Après une après-midi de travaille, l’ensemble prenait forme. Un sourire satisfait vint enfin se dessiner sur le visage de Landford. Il devait bien reconnaitre que le jeune homme portait parfaitement le costume. Sa carrure, son port d’épaules, l’alignement du dos et de sa tête bien droite, avaient parfait la présence du jeune homme. Ses précieux habits se composaient d’une longue veste en tartan de bleu et de vert assorti exactement du même tissu d’un pantalon à coupe droite qui cassait élégamment d’un pli sur les pieds encore nus. Dessous, il portait une chemise large à grand col aux pointes arrondies d’un blanc immaculé. Quand le travail fut terminé, Landford aida Lee’Roy, un peu engoncé, à descendre du banc. D’un geste de la main, il lui demanda de faire un aller-retour dans la maisonnée pour observer le mouvement du tissu et des différents plis. Les moqueries des sœurs s’étaient tues et elles devaient bien avouer que leur frère portait remarquablement le costume et avec beaucoup de prestance. Même sa mère avait sorti la tête de sa cuisine pour admirer son fils. Les yeux et la bouche de Rubby formaient des O, ébahit par la belle allure de Lee’Roy.
Les mains sur les hanches, Landford souffla.
— Voilà, j’ai fait ce que j’ai pu, minimisa-t-il.
— Euh, c’est normal d’être aussi serré dans des habits ?
— Rentrez le ventre, éviter de respirer comme un bœuf, marchez délicatement, ne faite pas de mouvements brusques avec vos bras. Il faut savoir souffrir jeune homme pour avoir un minimum de classe. Ce n’est pas vous qui vous adaptez au vêtement, c’est le vêtement qui s’adapte à vous.
— Merci docteur, ironisa Lee’Roy.
— Docteur… Quel manque de respect ! persiffla Landford.
Les sourires d’admiration étaient sur tous les visages hormis sur le bougon couturier. Rubby sur un balancement bien senti se releva derechef et observa le travail accompli. D’un geste souple, elle épousseta la poussière imaginaire sur l’épaule de Lee’Roy.
— Parfait ! La princesse Syvannah sera ravi du résultat.

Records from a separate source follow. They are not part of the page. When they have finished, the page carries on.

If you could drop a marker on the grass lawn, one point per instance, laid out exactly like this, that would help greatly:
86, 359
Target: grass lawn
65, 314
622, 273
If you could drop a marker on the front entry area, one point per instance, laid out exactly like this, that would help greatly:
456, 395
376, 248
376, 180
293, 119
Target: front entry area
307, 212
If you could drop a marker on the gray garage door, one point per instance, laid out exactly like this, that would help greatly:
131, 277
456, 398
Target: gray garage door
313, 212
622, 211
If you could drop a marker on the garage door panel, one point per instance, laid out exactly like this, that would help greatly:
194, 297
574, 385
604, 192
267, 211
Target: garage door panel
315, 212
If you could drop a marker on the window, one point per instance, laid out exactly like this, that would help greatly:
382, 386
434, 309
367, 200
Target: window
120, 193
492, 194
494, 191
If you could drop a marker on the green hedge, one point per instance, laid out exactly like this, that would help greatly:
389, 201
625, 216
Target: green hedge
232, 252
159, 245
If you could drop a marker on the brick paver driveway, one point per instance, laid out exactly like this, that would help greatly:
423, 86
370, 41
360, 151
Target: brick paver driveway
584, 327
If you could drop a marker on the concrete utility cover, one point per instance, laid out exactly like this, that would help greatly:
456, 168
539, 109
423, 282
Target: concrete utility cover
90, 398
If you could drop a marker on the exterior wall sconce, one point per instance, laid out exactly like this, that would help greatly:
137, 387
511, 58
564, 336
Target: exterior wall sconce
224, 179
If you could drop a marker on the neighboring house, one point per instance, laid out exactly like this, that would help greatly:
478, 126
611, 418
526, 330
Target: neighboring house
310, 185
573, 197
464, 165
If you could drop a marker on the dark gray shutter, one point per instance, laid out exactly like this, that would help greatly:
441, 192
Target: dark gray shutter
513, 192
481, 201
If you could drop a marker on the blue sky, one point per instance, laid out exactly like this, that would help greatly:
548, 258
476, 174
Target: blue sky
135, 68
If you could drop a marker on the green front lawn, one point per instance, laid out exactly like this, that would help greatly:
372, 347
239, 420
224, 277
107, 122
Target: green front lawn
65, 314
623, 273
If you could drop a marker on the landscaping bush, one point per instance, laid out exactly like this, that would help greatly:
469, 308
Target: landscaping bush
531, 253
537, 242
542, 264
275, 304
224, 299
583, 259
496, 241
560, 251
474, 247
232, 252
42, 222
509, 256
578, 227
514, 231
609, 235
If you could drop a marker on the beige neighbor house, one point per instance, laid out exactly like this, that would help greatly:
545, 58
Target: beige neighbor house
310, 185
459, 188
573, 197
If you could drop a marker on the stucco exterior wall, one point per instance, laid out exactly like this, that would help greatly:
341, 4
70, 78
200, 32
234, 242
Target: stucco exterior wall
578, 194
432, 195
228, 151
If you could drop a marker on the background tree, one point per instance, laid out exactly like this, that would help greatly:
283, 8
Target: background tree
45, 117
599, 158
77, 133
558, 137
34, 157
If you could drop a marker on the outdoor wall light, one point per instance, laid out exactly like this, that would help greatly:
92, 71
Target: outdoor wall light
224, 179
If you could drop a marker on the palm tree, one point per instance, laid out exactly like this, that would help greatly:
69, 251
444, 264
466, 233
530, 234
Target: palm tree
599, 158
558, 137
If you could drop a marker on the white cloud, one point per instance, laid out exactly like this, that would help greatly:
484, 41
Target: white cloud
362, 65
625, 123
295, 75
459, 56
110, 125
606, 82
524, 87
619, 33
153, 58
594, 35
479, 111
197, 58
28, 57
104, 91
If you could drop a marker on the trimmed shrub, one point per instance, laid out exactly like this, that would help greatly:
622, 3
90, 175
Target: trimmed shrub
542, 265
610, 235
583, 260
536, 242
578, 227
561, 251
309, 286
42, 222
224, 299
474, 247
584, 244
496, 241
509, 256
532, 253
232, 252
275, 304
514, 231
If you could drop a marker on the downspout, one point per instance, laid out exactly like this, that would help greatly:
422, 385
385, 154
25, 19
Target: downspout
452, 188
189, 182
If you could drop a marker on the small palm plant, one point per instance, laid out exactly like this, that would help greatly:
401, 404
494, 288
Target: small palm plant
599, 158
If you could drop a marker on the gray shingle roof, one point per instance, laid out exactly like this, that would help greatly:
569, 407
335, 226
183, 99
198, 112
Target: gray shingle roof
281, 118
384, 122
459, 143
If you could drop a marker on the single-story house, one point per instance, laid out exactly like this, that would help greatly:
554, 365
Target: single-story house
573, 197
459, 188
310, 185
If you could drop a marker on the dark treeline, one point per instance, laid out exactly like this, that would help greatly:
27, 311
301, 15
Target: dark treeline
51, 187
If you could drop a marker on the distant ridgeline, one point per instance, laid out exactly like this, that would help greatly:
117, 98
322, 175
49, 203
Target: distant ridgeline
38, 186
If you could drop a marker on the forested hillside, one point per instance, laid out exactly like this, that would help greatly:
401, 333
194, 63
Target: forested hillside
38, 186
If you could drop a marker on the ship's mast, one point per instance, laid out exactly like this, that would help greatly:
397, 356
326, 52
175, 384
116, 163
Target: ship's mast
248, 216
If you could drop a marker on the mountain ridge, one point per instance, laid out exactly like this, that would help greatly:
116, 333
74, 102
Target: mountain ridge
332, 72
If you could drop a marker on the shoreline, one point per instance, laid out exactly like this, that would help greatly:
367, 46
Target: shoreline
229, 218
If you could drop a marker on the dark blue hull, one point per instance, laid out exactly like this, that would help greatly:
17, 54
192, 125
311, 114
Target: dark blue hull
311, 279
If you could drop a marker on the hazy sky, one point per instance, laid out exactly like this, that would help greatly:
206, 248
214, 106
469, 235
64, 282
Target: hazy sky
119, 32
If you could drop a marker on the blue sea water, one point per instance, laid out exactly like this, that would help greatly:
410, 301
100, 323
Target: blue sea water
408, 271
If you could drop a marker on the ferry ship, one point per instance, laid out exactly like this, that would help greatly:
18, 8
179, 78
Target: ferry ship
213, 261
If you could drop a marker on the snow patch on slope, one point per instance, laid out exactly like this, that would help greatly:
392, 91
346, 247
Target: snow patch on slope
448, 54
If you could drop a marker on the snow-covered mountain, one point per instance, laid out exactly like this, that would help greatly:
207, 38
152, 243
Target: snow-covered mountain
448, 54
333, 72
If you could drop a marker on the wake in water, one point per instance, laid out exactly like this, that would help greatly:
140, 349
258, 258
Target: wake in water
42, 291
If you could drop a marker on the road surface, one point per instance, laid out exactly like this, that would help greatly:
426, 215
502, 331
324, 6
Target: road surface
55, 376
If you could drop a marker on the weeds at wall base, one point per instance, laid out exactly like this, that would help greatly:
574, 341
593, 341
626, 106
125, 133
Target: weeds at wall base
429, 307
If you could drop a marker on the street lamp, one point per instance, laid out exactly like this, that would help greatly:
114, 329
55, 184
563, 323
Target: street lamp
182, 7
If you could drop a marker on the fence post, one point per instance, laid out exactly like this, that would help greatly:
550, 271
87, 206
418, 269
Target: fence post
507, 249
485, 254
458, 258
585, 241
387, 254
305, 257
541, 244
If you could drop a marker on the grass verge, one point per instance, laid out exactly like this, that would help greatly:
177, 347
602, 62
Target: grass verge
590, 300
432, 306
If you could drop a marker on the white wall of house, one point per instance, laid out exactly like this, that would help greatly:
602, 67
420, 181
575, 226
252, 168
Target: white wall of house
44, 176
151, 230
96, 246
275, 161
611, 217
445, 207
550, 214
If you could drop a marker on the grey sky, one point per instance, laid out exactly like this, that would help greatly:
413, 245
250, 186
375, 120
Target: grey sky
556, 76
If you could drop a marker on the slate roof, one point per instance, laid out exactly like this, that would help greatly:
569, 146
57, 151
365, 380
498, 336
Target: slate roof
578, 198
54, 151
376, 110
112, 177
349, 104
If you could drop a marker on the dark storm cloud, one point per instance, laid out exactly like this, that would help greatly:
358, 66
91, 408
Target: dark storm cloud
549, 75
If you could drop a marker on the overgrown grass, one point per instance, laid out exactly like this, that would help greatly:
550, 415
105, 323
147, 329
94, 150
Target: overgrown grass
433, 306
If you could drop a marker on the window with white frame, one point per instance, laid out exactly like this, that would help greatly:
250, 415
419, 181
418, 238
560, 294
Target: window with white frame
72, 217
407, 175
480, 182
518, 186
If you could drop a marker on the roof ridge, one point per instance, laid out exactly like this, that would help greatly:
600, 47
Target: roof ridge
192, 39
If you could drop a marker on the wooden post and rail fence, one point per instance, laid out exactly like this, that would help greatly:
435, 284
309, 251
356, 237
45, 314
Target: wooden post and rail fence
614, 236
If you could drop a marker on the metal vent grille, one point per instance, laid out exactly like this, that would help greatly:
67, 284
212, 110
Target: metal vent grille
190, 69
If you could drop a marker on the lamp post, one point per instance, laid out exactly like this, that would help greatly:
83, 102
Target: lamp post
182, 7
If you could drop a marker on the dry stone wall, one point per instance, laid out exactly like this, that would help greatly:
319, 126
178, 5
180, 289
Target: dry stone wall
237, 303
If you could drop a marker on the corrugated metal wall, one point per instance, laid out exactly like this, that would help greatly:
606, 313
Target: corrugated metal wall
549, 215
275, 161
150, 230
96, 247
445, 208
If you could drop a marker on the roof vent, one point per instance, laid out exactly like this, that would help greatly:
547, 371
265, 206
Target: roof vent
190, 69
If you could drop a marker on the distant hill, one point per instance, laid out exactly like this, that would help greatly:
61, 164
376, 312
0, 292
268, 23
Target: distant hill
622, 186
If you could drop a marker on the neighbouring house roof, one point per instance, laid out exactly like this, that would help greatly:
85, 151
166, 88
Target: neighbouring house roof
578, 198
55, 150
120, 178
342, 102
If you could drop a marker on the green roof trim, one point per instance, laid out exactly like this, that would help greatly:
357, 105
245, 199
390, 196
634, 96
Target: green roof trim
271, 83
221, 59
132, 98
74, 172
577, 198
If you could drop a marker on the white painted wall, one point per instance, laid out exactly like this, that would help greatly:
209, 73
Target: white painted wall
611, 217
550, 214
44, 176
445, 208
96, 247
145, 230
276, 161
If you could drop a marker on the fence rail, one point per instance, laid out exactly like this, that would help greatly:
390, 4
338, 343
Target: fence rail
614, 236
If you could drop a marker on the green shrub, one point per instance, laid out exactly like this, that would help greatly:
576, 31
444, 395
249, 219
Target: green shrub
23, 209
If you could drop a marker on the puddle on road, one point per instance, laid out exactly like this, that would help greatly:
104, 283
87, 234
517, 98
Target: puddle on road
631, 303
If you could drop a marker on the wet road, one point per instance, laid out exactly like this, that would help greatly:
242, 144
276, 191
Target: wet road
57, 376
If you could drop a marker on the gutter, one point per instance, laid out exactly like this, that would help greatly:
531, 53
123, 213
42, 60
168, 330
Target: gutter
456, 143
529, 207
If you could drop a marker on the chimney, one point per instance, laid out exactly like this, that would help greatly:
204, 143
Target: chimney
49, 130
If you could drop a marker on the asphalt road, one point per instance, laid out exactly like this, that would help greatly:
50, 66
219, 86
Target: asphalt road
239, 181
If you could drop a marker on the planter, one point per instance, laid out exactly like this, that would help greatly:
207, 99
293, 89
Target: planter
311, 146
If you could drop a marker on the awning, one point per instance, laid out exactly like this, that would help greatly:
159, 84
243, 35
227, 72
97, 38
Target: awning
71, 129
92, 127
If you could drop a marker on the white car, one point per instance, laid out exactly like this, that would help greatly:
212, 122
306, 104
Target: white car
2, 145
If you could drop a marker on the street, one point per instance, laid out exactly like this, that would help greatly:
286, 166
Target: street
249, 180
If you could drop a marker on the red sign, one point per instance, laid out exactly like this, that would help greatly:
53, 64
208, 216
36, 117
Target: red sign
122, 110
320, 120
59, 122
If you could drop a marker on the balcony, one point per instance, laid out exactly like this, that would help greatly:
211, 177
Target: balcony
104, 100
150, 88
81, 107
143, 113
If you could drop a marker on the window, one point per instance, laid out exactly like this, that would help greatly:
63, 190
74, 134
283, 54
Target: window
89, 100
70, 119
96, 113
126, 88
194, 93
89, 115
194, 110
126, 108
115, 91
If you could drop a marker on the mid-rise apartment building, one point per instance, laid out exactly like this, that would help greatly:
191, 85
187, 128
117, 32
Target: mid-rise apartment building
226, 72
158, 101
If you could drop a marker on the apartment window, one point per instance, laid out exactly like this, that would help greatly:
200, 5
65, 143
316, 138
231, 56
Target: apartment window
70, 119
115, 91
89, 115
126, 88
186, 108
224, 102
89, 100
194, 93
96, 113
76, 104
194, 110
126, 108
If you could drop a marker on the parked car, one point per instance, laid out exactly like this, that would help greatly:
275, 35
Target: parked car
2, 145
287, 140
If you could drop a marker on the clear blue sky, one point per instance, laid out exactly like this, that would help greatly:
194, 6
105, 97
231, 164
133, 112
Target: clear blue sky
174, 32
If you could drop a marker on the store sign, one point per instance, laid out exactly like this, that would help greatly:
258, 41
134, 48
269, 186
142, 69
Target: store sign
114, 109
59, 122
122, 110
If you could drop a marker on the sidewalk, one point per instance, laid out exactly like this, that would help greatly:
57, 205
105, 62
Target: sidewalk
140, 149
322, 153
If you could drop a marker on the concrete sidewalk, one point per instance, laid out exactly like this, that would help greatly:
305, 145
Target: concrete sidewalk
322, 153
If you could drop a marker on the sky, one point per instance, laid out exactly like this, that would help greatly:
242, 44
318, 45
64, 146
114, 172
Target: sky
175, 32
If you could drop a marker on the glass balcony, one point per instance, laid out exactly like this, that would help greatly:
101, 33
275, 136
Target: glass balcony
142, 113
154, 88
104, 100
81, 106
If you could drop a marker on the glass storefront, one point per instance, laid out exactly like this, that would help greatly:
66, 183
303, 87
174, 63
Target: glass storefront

— Et à vous, cela vous plait-il donc ?
— Oui bien sûr, hésita Rubby. Mais le plus important c’est que cela convienne à la princesse, au roi et aux convives. Mais rassurez-vous, vous ne manquerez pas de faire de l’effet à la soirée de l’Entre-Deux Lunes.
Lee’Roy se couvrit la bouche avec sa manche comme pour masquer sa prochaine réflexion.
— Et à vous, vous fais-je de l’effet ? Susurra le timide apprêté.
— Comment ? Qu’avez-vous dit ?
— Non rien… J’espère être dégourdi pendant le buffet…
Landford expira bruyamment pour qu’on le remarque.
— Tout un savoir vivre à lui apprendre en quelques heures… Je vous souhaite bien du courage jeune servante.
— Mais vous deviez m’aider au moins à lui apprendre la démarche, comment s’assoir, la révérence, le port de tête, le protocole de salutation…
Landford boucla sa mallette contenant ses outils et se couvrit la tête de son chapeau.
— Vous avez l’air de parfaitement vous entendre avec ce jeune homme, dit malicieusement le couturier. Vous saurez lui apprendre tout ce qu’il faut connaitre pour faire illusion à la soirée…
Un dernier regard méprisant à l’ensemble de la maisonnée et Landford ouvrit la porte pour s’en aller, se baissa sous le chambranle.
— Bon courage mademoiselle Rubby.
Elle tendit les bras vers Landford et resserra ses mains vers elle comme pour tirer sur une laisse invisible les reliant et le faire revenir à elle. Mais la traction ne produisit pas et la porte se referma.
— Super, nous nous sommes débarrassés du vieux grognon, s’exclama Lee’Roy à l’attention de Rubby.
La jeune servante dépité se passa la main sur le visage.
— Tout d’abord, évitez de dire « super » en présence des membres de la famille royale.
— Super ! donc « grognon » ça passe ?
— Non plus ! Lee’Roy, il faut que vous preniez cet évènement un peu plus au sérieux. Même si c’est un moment festif, une ode à l’été et que vous serez l’une des personnes récompensées pour leur action positive durant cette année, il n’empêche qu’il faudra respecter des us et coutumes vieux de plusieurs centaines d’années. De prestigieux invités seront conviés, des alliés de longue date et parfois des ennemies récents avec lesquels le roi souhaite lier des partenariats pour perpétuer la paix dans notre royaume. Vous devez prendre toutes les étapes de cette soirée avec gravité. Par exemple, la cérémonie de présentation des courtisans de la princesse contribue aussi à cet équilibre.
Comme si Lee’Roy n’avait retenu que trois mots de la tirade de Rubby, il demanda :
— Savez-vous si je fais partie de la liste des prétendants à la main de la princesse ?
Cette question n’avait pour but que de titiller Rubby, car il se moquait éperdument de plaire à Syvannah. Il n’avait que yeux pour la jeune servante. Il voulait juste la dérider, alléger l’atmosphère.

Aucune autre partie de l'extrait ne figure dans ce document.